Его нет, но есть где-то прячущееся понятие. Так же и с любой вещью. Сначала мы называем имя, которое звучит или пишется. Но это имя не вещи — это имя понятия. И лишь вызванное им понятие называет саму вещь. Лишь понятие есть имя вещи, потому что у вещей неимоверно сложные имена, состоящие из всех наших впечатлений от взаимодействия с этими вещами, накопленных за жизнь.
И чем дольше мы живем и больше общаемся с вещью, тем полнее становится наше понятие об этой вещи. Это понятно даже на примере со стулом. И однажды полнота восприятия вещи становится такой всеобъемлющей, что понятие начинает не вмещаться в наши «мозги» и кажется сложным.
Я пока говорю условно, хотя для этих «мозгов» есть свое имя, по крайней мере, оно было, и я с ним столкнулся во время этнографических поездок. Называлось оно — печище,
и я о нем буду подробно рассказывать позже. Сейчас будет достаточно сказать, что у нас есть определенная способность воспринимать за раз какой-то объем образов или понятий. Когда большой объем не вмещается, это и есть пределы нашего печища.Существенно здесь лишь то, что простые понятия воспринимаются этой нашей способностью целиком. И, соответственно, понимаются и ощущаются как вполне доступные. Но если только понятие оказывается больше, чем печище, то есть превышает нашу способность воспринимать что-то за раз, мы словно бы начинаем видеть лишь части этого понятия. При этом что-то остается за гранью понимания. Попытаешься вместить и его — вместишь, но с противоположной стороны вывалится что-то другое. И так всегда — если видишь хвост и ногу слона одновременно — из видения выпадает хобот, а стоит схватиться за хобот и ногу — пропадает хвост. А слон остается непонятым.
Вот так и с сознанием. Это настолько привычное, обычное и всегда присутствующее явление, которым мы, к тому же, постоянно пользуемся, что у нас за жизнь накапливается переизбыток впечатлений о сознании. В итоге мы — обладатели сознания — не в состоянии ни понимать его, ни ясно о нем говорить. Что делать?

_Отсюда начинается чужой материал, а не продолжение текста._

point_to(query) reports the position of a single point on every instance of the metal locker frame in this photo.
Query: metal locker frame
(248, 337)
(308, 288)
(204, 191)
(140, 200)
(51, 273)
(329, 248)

Конечно, самое правильное — расширять печище, увеличивать свою способность воспринимать понятия. И это задача того самого очищения, о котором я пишу эту книгу. Но это трудно, да и не скоро. А как быть с сознанием?

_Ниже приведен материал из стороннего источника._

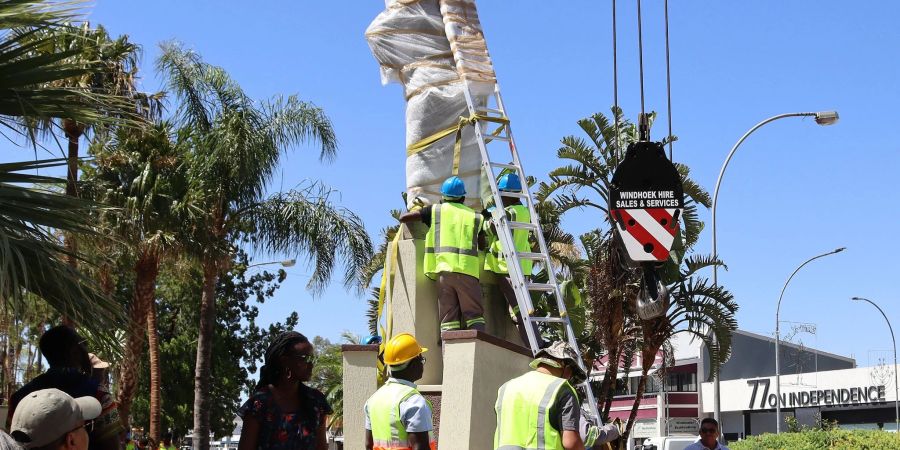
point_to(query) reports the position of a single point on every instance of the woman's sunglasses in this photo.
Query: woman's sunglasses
(309, 359)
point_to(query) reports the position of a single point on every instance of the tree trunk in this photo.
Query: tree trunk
(155, 374)
(609, 376)
(73, 131)
(146, 270)
(151, 272)
(612, 373)
(204, 354)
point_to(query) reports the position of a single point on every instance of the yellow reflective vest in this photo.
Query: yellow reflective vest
(493, 259)
(383, 406)
(451, 244)
(523, 412)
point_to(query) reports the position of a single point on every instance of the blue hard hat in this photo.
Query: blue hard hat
(453, 187)
(510, 182)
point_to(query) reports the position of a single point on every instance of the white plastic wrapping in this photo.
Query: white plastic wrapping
(410, 43)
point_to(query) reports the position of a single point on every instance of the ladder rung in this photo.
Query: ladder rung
(548, 319)
(521, 195)
(488, 110)
(546, 287)
(531, 255)
(505, 166)
(522, 226)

У меня лично нет другого выбора, как начать записывать все мысли о предмете исследования на бумагу, а потом попытаться свести их к более простым связкам, которые сумеют уложиться в моей голове. Это подобно пахтанию сметаны, когда сбивается масло, — надо барахтаться и не сдаваться, и однажды все станет ясно, потому что из жизни явлений и впечатлений родится понятие.

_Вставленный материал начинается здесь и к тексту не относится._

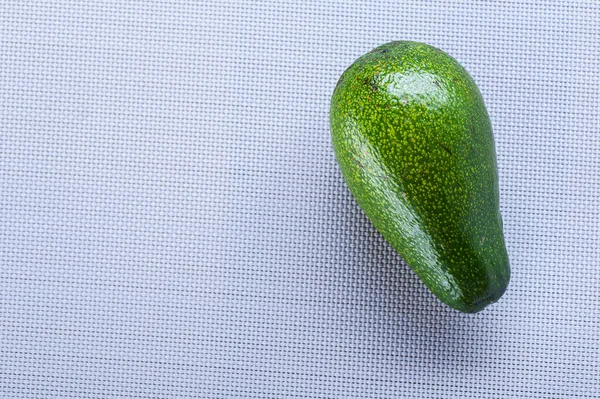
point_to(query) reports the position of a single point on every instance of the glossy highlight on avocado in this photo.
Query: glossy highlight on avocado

Итак, слово сознание есть имя понятия «сознание». Исторически имя это, очевидно, существовало очень давно, думаю со времен индоевропейского языкового единства. Но вот существовало ли соответствующее понятие?
Безусловно, какое-то понятие сознания возникло одновременно с именем или чуть раньше, позволив людям искать для себя имя.
Те же старые мазыки, у кого я вел этнографические сборы, говорили, что сознание — это совместное знание — со-знание. А значит, происходит от слова знание. Вряд ли у кого-то может быть мнение, что такие слова, как «знание» и «со», «совместимость», — могут быть не древними или заимствованными. Это древнейший слой языка, потому что без них невозможно развитие ни самого языка — воплощенного знания племени о мире, ни племени — сообщества говорящих на этом языке людей.
Кстати, эта этимология, то есть произведение сознания от знания, точнее, совместного знания, мне вначале показалась очень наивной. Я подумал, что сочетание со-знание, скорее, случайно, а говоривший мне об этом дед просто играет словами. Словами он, конечно, играл. Но ошибался ли он при этом?
Прежде чем заняться этим вопросом, я хочу вернуться к тому, что какова бы ни была древность появления слова сознание, в русском языке исторически оно существовало и как слово, и как называемое им понятие.
И если слово оставалось неизменным во времена своего существования, то понятие явно развивалось. Это означает, что развивалась сама способность осознавать еще какие-то грани явления. Соответственно, им давались имена, и они закрепляли способность видеть ту вещь, что скрывается за понятием, в общенародной копилке.